Record number of planes grounded in desert

NEW figures reveal that a record total of almost 2,300 jet airliners are now parked. 1,167 of these aircraft were grounded last year, making 2008 the worst year for cutbacks since 2001.

According to data from Ascend, a global aerospace consultancy, more than 11 per cent of the global aircraft fleet of 20,293 is now in storage. Taking into account future decommissioning, that figure may even rise to match the 13 per cent reached at the end of 2001, following the 9/11 terrorist attacks on the US. Then, the global fleet comprised only 15,950 planes, so a similar share in 2009 could mean a total of some 3,000 idle airliners.

Chris Seymour, an Ascend consultant, said: “The aviation fleet data shows that at least 400 more aircraft are scheduled to be cut during 2009, with groundings being announced almost daily. This is having a negative effect on aircraft values and lease rates, although, as ever, this is creating opportunities for those who take advantage of the downcycle.”

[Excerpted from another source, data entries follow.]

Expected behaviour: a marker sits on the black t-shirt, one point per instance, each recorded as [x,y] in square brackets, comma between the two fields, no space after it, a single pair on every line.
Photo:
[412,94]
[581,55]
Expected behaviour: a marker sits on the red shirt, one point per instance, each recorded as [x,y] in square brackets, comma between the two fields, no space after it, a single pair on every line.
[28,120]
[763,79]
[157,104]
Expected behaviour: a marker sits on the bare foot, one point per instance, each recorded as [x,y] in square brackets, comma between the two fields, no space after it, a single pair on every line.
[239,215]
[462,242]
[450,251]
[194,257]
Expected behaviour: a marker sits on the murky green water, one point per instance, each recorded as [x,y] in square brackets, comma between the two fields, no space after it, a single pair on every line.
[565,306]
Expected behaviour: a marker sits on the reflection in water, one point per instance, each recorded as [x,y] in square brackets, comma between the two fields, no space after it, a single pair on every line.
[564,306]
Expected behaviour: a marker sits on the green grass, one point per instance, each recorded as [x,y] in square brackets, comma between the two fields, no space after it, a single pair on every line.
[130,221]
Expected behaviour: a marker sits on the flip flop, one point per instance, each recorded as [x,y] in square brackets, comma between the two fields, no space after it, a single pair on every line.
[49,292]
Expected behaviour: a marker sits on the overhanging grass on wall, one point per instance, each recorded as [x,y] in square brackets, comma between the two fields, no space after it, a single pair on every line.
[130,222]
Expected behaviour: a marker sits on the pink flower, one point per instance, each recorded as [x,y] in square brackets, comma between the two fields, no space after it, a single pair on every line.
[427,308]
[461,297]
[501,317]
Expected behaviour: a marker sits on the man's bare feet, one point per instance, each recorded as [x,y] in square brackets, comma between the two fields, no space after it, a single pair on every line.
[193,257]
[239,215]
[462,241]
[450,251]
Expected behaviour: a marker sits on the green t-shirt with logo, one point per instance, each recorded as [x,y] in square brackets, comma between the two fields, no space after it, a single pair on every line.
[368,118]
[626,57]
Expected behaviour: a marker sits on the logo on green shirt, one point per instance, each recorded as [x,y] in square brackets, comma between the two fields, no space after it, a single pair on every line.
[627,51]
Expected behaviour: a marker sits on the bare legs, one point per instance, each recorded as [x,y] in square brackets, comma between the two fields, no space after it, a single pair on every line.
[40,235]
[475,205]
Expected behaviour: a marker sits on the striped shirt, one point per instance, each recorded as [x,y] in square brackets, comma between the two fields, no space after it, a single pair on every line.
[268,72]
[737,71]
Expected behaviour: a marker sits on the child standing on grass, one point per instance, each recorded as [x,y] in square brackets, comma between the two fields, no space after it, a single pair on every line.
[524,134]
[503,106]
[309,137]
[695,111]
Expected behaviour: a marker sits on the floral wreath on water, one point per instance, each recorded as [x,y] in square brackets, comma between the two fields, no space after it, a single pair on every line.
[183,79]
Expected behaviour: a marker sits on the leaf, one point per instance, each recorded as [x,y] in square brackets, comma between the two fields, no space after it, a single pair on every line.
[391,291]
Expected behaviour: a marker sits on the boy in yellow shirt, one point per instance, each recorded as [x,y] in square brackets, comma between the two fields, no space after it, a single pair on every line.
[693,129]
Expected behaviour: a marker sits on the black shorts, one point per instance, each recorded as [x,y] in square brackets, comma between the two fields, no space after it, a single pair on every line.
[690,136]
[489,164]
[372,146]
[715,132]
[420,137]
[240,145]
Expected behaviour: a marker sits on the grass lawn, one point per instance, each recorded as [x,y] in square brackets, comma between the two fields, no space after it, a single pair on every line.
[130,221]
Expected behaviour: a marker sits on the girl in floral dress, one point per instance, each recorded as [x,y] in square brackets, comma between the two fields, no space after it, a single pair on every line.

North American carriers have announced fleet reductions totalling almost 800 aircraft since mid-2008, while European carriers have parked over 450 aircraft and Asia/Pacific airlines at least 230. The Middle East region has not been affected to the same degree however, with Emirates airline announcing a planned 14 per cent increase in capacity in 2009.

According to Seymour, the severe increase in aircraft groundings is a clear indication of drastic cost-cutting measures by airlines across the board as they adjust to the challenging global economic climate, consumer belt-tightening and reduction in cargo traffic.

“Some reduction in capacity is typical over winter months as passenger traffic decreases. But this season’s fleet cuts were far more severe than those of the recent past.”

One benefactor of increased plane groundings is set to be the aviation storage business, based primarily in the Arizona and Californian deserts of America.

Aircraft boneyards are a good barometer of the state of the airline industry, Seymour says. “Generally speaking, the fuller the aircraft boneyards, the tougher the market conditions. Storage facilities are already filled with a surplus of older technology 727s, 737s and MD-80s, many of which will never fly again. However some younger aircraft and many of the 250 current generation aircraft will eventually be returned to service once the industry recovers.

“With new deliveries still likely to be around 1,000 this year, subject to financing, airlines also have to park older aircraft to avoid even more surplus capacity. The problems facing the financing community are serious and may only be alleviated by lower production rates in 2010 and for several years thereafter, as their main focus is on financing new aircraft.”